She sized up the farmhouse where Ledger was held, guarded by F.B.I. agents. For the federal case against Tenaglia, it was important to keep Ledger alive to testify. She was here to make sure he didn’t testify. Rabishu favored keeping Tenaglia and his crime syndicate in business.

Ledger was probably on the second floor, as far from the front door as possible. She settled a throwing star into the wood frame above a second-floor window and tossed a loop of slim rope over it.

After tugging on the rope to make sure it would hold her weight, she scampered up it easily.

A typical burglar would use a glass cutter at this point, for a silent entrance. For Susannah, that wasn’t necessary. This was going to be a quick assault, lacking in elegance but leaving the agents in the home disabled, and Ledger dead.

She wanted to get her assignment finished. When Rabishu had given her the task, she’d toyed with the idea of turning it down. She wasn’t sure what would happen if she flatly refused to do Rabishu’s work, but she didn’t see him as the forgiving type. At the least, she’d no longer be one of the Ageless.

What would it be like to be mortal again? Would I live out my life from now on, or would all my
years catch up to me and I’d age in a flash? Here’s Susannah Layhem, a pile of bones—no, dust—on the
floor. At least I would be dust that no longer had to kill.

She pushed away from the wall of the house and came swinging in, her body bent, feet leading the way to break the window. Glass tumbled inward.

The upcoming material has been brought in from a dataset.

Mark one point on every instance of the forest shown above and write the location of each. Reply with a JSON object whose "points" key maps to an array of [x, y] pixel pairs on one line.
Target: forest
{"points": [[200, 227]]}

The noise of her entrance drew an immediate response. Shots zinged past, and she hit the floor and rolled, pain tracing a fiery line on her shoulder. She arched her back, sprang up, and took out her first assailant with a roundhouse kick to the jaw that sent him spinning across the floor, sliding through the debris.

A bullet struck her left arm as she did a handspring toward the other two men in the room. They overturned a table in her direction. Coins, cards, dollars, and drinks went flying. They’d been passing the time playing poker. She sidestepped the rolling table, and saw a flash of recognition in one of the men’s eyes that maybe they should have kept the table for cover. Exposed, they scuttled away in opposite directions, knocking over a couple of lamps.

A kick to the stomach and the edge of her hand to the back of his neck turned one of the agents into dead weight, and he slumped against her. The last agent fired at her from across the room. The limp but still living body of the man she’d just disabled took the bullet squarely in the forehead as she ducked to the side. She somersaulted to reach the last agent as he pondered—a second too long—the fact that he’d just shot his buddy. A kick sent his gun spinning across the floor, and another kick sent him flying in the same direction, unconscious before he landed. She retrieved three guns from the room and flung them out of the broken window.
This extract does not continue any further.